ECLI:NL:HR:2000:AA4719
Hoge Raad
- Cassatie
- R. Roelvink
- A. Neleman
- J. Heemskerk
- M. Jansen
- K. Kop
- Rechtspraak.nl
Verkeersongeval op Curaçao met fatale afloop en schadevergoeding voor nabestaanden
In deze zaak gaat het om een verkeersongeval dat op 8 januari 1991 plaatsvond op de Weg naar Westpunt te Curaçao. Bij dit ongeval waren [bestuurder] en [eigenaar auto] betrokken, die samen werden aangeklaagd door [weduwe van voetganger 1], de weduwe van een voetganger die bij het ongeval om het leven kwam. De weduwe vorderde schadevergoeding voor zichzelf en haar drie minderjarige kinderen. Het Gerecht in eerste aanleg van de Nederlandse Antillen oordeelde dat het ongeval voor 75% te wijten was aan de schuld van [bestuurder] en veroordeelde hem en [eigenaar auto] tot betaling van NAƒ 161.701,-- aan de weduwe. Dit vonnis werd later door het Gemeenschappelijk Hof van Justitie van de Nederlandse Antillen en Aruba vernietigd, waarbij het Hof de schadevergoeding verlaagde tot NAƒ 101.720,--.

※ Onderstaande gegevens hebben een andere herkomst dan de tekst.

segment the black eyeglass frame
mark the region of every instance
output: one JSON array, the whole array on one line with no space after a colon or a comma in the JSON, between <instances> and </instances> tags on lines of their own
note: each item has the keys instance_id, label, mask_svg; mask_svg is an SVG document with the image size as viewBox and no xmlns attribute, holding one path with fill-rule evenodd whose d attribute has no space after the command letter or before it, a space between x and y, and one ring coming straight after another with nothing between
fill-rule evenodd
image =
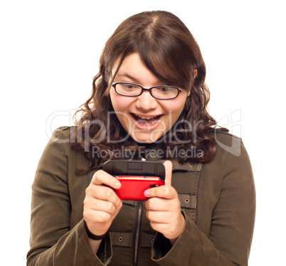
<instances>
[{"instance_id":1,"label":"black eyeglass frame","mask_svg":"<svg viewBox=\"0 0 286 266\"><path fill-rule=\"evenodd\" d=\"M139 86L139 87L140 87L142 88L142 90L141 90L141 93L139 93L139 94L138 94L138 95L126 95L126 94L123 94L123 93L120 93L120 92L118 92L117 90L116 90L116 85L117 85L117 84L129 84L129 85L136 85L136 86ZM155 98L155 99L159 99L159 100L170 100L170 99L176 98L176 97L179 96L179 94L182 92L182 90L183 90L182 89L180 89L179 87L176 87L176 86L169 86L169 85L161 85L161 86L160 86L160 85L158 85L158 86L153 86L153 87L143 87L142 85L139 85L139 84L132 83L122 83L122 82L113 83L112 83L112 87L115 88L115 92L117 93L117 94L119 94L120 95L127 96L127 97L137 97L137 96L140 96L140 95L143 93L143 92L144 92L144 90L147 90L147 91L149 91L149 92L150 92L150 95L151 95L152 97L153 97ZM153 95L152 95L152 89L153 89L154 87L174 87L174 88L176 89L178 93L177 93L176 96L172 97L171 97L171 98L161 98L161 97L157 97L157 96Z\"/></svg>"}]
</instances>

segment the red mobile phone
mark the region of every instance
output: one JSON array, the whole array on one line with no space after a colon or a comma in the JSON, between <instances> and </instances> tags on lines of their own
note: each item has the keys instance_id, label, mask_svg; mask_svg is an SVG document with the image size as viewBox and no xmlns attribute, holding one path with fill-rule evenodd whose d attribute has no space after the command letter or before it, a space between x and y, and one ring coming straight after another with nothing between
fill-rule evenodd
<instances>
[{"instance_id":1,"label":"red mobile phone","mask_svg":"<svg viewBox=\"0 0 286 266\"><path fill-rule=\"evenodd\" d=\"M120 181L115 191L122 200L146 201L145 190L165 184L165 167L159 161L110 160L102 170Z\"/></svg>"}]
</instances>

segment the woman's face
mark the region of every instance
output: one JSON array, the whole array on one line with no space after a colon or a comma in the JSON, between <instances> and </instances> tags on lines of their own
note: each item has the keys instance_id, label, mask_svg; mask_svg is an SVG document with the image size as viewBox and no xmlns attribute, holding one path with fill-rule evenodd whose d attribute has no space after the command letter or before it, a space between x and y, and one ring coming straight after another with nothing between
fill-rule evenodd
<instances>
[{"instance_id":1,"label":"woman's face","mask_svg":"<svg viewBox=\"0 0 286 266\"><path fill-rule=\"evenodd\" d=\"M112 68L115 73L117 60ZM144 87L166 85L143 63L138 53L127 56L116 75L114 83L136 83ZM183 90L174 99L154 98L149 91L137 97L117 94L110 89L113 109L127 132L137 142L152 143L167 132L177 121L184 107L188 92Z\"/></svg>"}]
</instances>

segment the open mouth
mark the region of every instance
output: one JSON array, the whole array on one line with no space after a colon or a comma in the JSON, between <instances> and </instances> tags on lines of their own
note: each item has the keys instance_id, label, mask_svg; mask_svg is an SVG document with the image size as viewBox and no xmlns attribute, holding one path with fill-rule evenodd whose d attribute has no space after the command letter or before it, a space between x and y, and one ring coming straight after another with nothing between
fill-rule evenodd
<instances>
[{"instance_id":1,"label":"open mouth","mask_svg":"<svg viewBox=\"0 0 286 266\"><path fill-rule=\"evenodd\" d=\"M152 126L152 124L155 124L159 120L159 119L162 116L162 115L159 115L152 117L144 117L134 113L130 114L137 122L141 124L145 124L149 126Z\"/></svg>"}]
</instances>

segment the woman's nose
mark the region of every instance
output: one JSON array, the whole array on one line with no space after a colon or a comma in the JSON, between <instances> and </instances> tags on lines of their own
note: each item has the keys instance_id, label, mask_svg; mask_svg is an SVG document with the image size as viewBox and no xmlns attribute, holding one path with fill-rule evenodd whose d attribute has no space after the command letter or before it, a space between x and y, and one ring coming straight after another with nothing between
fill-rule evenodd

Tegen deze uitspraak hebben [bestuurder] en [eigenaar auto] cassatie ingesteld. De Hoge Raad oordeelde dat het Hof een onjuiste rechtsopvatting had gehanteerd met betrekking tot de schadevergoeding en vernietigde de eerdere vonnissen van het Hof. De Hoge Raad verwees de zaak terug naar het Hof voor verdere behandeling en beslissing, waarbij ook de kosten van het geding in cassatie aan de weduwe werden opgelegd. De uitspraak van de Hoge Raad benadrukt de noodzaak om bij schadevergoeding rekening te houden met de financiële omstandigheden van de nabestaanden en de rol van verzekeringsuitkeringen in dit proces.